"A Doutrina Espírita nos ensina que todas as paixões têm como princípio
originário uma necessidade ou um sentimento natural, colocados em nosso
âmago com o fim de estimular-nos ao trabalho e à conquista da felicidade.
“Deus é Amor” e, ao criar-nos, fêz-nos participantes de Sua natureza, isto
é, dotados dessa virtude por excelência; carecendo apenas que a
desenvolvamos e a depuremos, até a sublimaçâo.
Houve por bem, então, tornar-nos sensíveis ao prazer para que cada um
de nós, buscando-o, cultivasse o amor a si mesmo, para, numa outra etapa, ser
capaz de estender esse amor aos semelhantes.
Pode parecer que a busca do prazer pessoal seja uma forma errônea, por
sumamente egoísta, para que possa conduzir-nos à efetivação desse
grandioso desiderato. Deus, porém, em Sua Onisciência, sempre escolhe os
melhores caminhos possíveis para o nosso progresso, e se assim há
determinado é porque sabe que, sem experimentarmOs, antes, quanto é bom o
amor que nos devotamos e ao qual tudo sacrificamos, jamais chegaríamos ao
extremo oposto, de sacrificar-nos por amor a outrem.
Os gozos que o mundo nos proporciona, entretanto, são regulados por leis
divinas, que lhes estabelecem limites em função das reais necessidades de
nosso corpo físico e dos justos anseios de nossa alma, e transpô-los ocasiona
consequências tanto mais funestas quanto maiores sejam os desmandos
cometidos.
Nisto, como em todo aprendizado que lhe cumpra fazer, seja de um ofício,
de uma arte, ou do exercício de um poder qualquer, o homem começa
causando, a si mesmo e ao próximo, mais prejuízos que benefícios.
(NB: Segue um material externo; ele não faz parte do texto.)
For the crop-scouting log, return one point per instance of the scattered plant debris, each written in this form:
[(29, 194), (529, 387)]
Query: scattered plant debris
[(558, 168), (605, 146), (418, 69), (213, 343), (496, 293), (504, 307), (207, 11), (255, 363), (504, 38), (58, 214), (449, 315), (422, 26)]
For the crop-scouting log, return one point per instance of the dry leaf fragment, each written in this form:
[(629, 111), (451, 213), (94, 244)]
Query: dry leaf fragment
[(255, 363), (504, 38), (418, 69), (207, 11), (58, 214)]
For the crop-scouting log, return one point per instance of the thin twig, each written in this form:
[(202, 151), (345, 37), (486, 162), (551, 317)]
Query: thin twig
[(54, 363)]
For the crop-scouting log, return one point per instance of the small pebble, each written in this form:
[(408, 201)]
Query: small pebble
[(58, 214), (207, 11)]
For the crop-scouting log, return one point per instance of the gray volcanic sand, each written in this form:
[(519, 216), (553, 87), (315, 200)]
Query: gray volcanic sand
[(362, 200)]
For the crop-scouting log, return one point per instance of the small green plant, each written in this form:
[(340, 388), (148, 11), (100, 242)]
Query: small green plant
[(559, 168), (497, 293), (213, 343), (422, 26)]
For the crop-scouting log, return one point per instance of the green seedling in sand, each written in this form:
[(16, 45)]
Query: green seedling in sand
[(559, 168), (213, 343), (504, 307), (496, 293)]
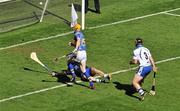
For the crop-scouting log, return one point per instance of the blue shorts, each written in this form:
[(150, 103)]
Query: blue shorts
[(144, 71)]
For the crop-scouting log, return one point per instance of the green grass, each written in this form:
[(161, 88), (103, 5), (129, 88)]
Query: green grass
[(109, 48)]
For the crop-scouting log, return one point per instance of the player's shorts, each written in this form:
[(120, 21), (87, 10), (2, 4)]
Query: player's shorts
[(81, 56), (144, 71), (87, 74)]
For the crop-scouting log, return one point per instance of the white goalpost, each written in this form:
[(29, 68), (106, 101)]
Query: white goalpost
[(82, 12), (44, 9)]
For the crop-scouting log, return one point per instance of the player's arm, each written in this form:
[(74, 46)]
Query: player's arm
[(72, 43), (153, 64), (78, 43), (134, 61)]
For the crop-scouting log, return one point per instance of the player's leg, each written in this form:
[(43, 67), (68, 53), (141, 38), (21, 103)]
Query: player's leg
[(98, 72), (142, 72)]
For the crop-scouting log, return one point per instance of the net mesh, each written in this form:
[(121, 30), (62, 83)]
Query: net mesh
[(21, 13)]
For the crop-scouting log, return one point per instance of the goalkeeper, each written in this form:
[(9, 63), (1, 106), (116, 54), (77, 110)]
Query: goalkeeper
[(90, 75)]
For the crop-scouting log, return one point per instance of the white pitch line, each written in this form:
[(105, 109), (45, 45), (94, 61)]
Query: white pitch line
[(67, 33), (63, 85), (176, 15)]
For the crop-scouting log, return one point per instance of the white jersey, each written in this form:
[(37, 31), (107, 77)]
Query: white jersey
[(143, 55)]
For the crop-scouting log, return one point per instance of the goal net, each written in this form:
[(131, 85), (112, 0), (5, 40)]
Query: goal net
[(15, 14)]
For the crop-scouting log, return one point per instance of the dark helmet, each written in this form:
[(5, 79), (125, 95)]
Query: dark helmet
[(138, 41)]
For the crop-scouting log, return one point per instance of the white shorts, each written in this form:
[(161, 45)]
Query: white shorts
[(81, 56)]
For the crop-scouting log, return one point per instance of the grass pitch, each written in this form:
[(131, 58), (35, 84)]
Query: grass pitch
[(109, 49)]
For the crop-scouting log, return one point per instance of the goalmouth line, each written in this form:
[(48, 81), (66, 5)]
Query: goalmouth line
[(63, 85)]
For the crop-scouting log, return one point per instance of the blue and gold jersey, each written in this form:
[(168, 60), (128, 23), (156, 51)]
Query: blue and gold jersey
[(79, 35)]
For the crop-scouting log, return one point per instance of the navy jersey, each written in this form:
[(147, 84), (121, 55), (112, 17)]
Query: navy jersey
[(79, 35), (77, 69)]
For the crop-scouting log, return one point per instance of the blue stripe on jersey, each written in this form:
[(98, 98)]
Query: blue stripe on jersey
[(79, 35), (144, 71)]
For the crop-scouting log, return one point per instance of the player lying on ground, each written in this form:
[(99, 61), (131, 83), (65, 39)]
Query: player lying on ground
[(91, 74)]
É que, em sua imensa ignorância, não sabe distinguir o uso do abuso,
exagera suas necessidades e sentimentos, e é aí, no excesso, que aquelas e
estes se transformam em paixões, provocando perturbações danosas ao seu
organismo e ao seu psiquismo.
Apresentemos alguns exemplos: Alimentar-nos é um imperativo da natureza,
cujo atendimento é coisa que nos dá grande satisfação. Quantos,
entretanto, façam dos “prazeres da mesa” a razão de sua existência, rendendo-se à glutonaria, mais dias, menos dias, terão que pagar, com a enfermidade,
senão mesmo com a morte, o preço desse mau hábito.
Muito natural o nosso desejo de preparar dias melhores para nós e a nossa
família, bem assim as lutas a que nos entregamos e os sacrifícios que nos
impomos, visando a tal objetivo. Todavia, é preciso que essa preocupação pelo
futuro não ultrapasse os limites do razoável, para que não se converta em
obsessão.
A recreação, por outro lado, é uma exigência de nosso espírito, e os
entretenimentos ocasionais valem por excelentes fatores de higiene mental.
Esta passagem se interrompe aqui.